Study
Bird, Nguyen, and Grattet (2020) used a quasi-experimental design to assess the impact of California’s Proposition 47 (Prop 47) on rearrest and reconviction rates for individuals convicted of drug offenses at a 1-year follow-up. Twelve counties representative of the state — Alameda, Contra Costa, Fresno, Humboldt, Kern, Los Angeles, Orange, Sacramento, San Bernardino, San Francisco, Shasta, and Stanislaus — were identified and provided local jail and probation systems data. Taken together, these counties comprise 60 percent of California’s population and represent the state’s geographic diversity by including counties from the northern, southern, coastal, and valley areas. Data from the participating counties were merged with data from the California Department of Justice and the California Department of Corrections and Rehabilitation. Measures from these latter sources include criminal history and recidivism outcomes.
Drawing on a rich set of individual-level characteristics, a genetic matching strategy was used to conduct two separate analyses. Genetic matching is a matching strategy similar to but distinct from propensity score matching. The authors maintain that genetic matching improves on propensity score matching by directly matching on characteristics to construct a control group that is most similar to the treated group across all the observed factors that may drive selection into treatment.
In the first comparison (the main analysis), individuals convicted of drug possession offenses in the pre–Prop 47 period (November 2012 through October 2013) were matched with similar individuals convicted of drug possession offenses in the post–Prop 47 period (November 2014 through October 2015) to estimate the effects of Prop 47 on rearrest and reconviction rates, controlling for any remaining differences in individual characteristics and including county fixed effects. The second comparison (the difference-in-differences analysis) compared all individuals convicted of eligible drug possession offenses both before and after the passage of Prop 47 (the Prop 47 drug possession intervention group) with individuals convicted of other drug offenses such as possession for sale, sales, or manufacturing that are not eligible under Prop 47, both before and after its passage (the non–Prop 47 control group), to assess whether changes in the recidivism rates of the two groups are attributable to Prop 47 or, instead, to broader recidivism trends.
The CrimeSolutions review of this study focuses on the difference-in-difference analysis. This analysis compares individuals convicted of drug possession offenses with individuals convicted of other drug offenses both before and after the passage of Prop 47. The post–Prop 47 drug possession offenses group included 14,002 individuals convicted of drug possession offenses. This group was predominately male (82 percent); on average 24.4 years old at first conviction; and about 40 percent Hispanic, 39 percent White, and 17 percent Black. Further, these individuals had an average of 18.7 total arrests, with an average of 7.5 total arrests for drug crimes. The initial pre–Prop 47 drug possession offenses group included 21,303 individuals from the pre–Prop 47 period. After genetic matching, the pre–Prop 47 drug possession group was reduced to 7,490 individuals who had characteristics similar to those of the post–Prop 47 drug possession group. Similarly, the post–Prop 47 other-drug-offenses group included 20,090 individuals convicted of other drug offenses. This group was predominately male (81 percent); on average, 24.9 years old at first conviction; and 41 percent Hispanic, 36 percent White, and 17 percent Black.
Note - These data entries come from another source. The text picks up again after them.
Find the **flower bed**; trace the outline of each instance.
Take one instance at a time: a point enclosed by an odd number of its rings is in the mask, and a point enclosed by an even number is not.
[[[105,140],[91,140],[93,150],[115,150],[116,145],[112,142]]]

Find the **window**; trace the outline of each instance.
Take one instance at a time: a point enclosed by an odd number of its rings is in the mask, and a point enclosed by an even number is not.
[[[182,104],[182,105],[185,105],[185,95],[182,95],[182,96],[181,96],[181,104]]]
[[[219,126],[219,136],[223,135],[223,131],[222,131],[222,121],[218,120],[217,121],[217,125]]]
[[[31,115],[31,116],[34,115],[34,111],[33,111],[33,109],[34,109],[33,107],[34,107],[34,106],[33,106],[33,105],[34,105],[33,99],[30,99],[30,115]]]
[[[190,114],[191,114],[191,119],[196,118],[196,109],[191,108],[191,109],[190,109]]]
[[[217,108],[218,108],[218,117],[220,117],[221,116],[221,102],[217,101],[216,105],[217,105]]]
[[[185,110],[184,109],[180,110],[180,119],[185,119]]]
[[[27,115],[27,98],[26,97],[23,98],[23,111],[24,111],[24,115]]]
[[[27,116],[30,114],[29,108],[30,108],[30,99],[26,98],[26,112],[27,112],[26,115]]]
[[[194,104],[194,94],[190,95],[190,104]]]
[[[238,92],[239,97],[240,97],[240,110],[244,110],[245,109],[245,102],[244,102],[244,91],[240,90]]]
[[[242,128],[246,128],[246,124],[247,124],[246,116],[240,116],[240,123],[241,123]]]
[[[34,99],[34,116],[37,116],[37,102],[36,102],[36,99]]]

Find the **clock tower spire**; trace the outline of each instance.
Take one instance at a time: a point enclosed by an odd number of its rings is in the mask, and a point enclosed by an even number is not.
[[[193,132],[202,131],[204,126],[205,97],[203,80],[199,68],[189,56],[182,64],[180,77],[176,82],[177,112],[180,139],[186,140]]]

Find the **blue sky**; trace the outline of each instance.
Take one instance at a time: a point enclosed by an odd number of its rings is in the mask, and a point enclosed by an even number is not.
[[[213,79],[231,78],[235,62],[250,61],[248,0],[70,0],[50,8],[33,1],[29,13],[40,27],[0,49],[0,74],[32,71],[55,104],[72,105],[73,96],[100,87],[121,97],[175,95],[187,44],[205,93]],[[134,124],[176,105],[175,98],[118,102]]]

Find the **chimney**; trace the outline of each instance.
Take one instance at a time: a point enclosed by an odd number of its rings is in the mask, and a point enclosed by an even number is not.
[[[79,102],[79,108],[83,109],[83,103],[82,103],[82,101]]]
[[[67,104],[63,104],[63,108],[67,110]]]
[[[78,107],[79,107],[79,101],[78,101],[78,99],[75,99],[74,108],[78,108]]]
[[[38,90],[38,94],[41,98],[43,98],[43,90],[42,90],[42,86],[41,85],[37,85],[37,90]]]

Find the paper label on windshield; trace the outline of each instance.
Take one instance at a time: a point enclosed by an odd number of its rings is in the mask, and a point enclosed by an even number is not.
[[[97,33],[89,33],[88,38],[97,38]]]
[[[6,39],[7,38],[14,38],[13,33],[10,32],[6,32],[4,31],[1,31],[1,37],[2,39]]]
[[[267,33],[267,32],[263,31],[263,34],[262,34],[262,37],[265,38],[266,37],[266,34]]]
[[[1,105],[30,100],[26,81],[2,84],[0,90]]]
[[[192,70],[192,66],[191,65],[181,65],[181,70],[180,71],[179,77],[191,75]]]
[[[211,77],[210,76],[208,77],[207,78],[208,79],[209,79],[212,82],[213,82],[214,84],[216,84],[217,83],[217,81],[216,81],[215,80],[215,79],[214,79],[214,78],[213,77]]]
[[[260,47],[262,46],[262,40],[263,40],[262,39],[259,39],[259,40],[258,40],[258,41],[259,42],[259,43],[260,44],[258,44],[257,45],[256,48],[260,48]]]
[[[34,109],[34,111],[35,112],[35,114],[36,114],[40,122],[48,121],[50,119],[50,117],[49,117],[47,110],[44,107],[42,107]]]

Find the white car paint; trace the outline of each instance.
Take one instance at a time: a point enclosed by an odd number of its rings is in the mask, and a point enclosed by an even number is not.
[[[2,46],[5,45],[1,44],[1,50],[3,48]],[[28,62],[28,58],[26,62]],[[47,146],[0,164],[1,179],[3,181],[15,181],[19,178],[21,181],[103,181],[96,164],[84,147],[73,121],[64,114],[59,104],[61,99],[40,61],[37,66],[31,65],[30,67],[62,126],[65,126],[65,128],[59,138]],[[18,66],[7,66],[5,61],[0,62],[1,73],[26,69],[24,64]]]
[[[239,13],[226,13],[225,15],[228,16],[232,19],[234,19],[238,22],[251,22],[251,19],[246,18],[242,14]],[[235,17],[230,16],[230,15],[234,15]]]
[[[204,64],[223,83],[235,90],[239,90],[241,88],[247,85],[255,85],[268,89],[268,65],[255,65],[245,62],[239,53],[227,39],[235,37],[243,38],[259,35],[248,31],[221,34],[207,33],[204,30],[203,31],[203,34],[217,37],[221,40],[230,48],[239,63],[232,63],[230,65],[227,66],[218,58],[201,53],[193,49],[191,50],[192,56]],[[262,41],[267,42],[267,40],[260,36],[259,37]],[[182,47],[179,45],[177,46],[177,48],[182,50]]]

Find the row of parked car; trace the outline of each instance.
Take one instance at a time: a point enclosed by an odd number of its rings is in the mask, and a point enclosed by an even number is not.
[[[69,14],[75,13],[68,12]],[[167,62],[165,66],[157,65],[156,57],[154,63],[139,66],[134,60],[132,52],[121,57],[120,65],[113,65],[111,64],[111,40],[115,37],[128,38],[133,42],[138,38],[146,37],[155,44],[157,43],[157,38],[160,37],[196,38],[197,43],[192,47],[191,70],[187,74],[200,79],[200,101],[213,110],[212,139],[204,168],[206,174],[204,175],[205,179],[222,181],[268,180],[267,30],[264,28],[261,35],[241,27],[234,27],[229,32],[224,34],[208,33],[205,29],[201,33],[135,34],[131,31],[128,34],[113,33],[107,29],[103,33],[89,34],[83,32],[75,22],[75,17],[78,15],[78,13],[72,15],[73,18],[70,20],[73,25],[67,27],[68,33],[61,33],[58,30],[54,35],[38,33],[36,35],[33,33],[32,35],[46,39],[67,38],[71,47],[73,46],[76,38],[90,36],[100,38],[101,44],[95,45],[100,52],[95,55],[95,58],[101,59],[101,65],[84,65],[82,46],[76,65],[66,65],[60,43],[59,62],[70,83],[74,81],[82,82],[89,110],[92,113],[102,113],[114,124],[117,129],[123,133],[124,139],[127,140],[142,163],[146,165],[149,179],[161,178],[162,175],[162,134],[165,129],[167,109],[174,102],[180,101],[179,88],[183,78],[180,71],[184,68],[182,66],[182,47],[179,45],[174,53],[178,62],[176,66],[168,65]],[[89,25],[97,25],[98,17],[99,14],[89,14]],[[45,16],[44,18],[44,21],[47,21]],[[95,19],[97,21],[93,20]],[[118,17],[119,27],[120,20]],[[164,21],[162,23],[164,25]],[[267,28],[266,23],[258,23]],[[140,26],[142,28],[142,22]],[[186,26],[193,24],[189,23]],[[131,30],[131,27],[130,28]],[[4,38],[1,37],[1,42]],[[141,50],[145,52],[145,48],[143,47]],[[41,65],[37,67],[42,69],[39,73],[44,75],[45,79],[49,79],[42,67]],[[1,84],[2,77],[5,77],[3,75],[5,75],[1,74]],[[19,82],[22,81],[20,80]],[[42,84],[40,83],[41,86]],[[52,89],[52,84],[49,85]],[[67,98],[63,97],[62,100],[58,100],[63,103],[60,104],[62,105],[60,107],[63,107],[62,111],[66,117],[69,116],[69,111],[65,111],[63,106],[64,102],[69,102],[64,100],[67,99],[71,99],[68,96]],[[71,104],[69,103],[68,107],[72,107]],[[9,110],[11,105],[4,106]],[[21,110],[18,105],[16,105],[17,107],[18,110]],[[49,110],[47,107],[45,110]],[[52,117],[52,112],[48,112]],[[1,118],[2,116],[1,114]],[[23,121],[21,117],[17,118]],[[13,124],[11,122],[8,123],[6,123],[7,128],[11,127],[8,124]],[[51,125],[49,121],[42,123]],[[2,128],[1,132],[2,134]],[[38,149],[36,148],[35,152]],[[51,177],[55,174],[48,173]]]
Further, these individuals had an average of 17 total arrests, with an average of 6.8 total arrests for drug crimes. The initial pre–Prop 47 other-drug-offenses group included 18,135 individuals from the pre–Prop 47 period. After genetic matching, the pre–Prop 47 group was narrowed to 11,008 persons who closely resembled the post–Prop 47 other-drug-offenses group. The difference-in-differences analysis used regression with controls to compare changes in rearrest and reconviction rates for any crime for all individuals in the Prop 47 drug possession intervention group (n = 21,492) with all individuals in the non–Prop 47 control group (n = 31,098) at the 1-year follow-up.
Finally, there was the possibility that Prop 47 would encourage a shift in charging practices away from Prop 47 offenses, perhaps swapping what previously would have been charged as a Prop 47 offense with a non–Prop 47 offense. To explore this issue of charge-swapping, the authors also report findings for a measure of rearrest that includes supervision violations and a measure of reconviction that includes revocations. All analyses controlled for differences in individual characteristics and included county fixed effects. Subgroup analyses were conducted within specific offense categories.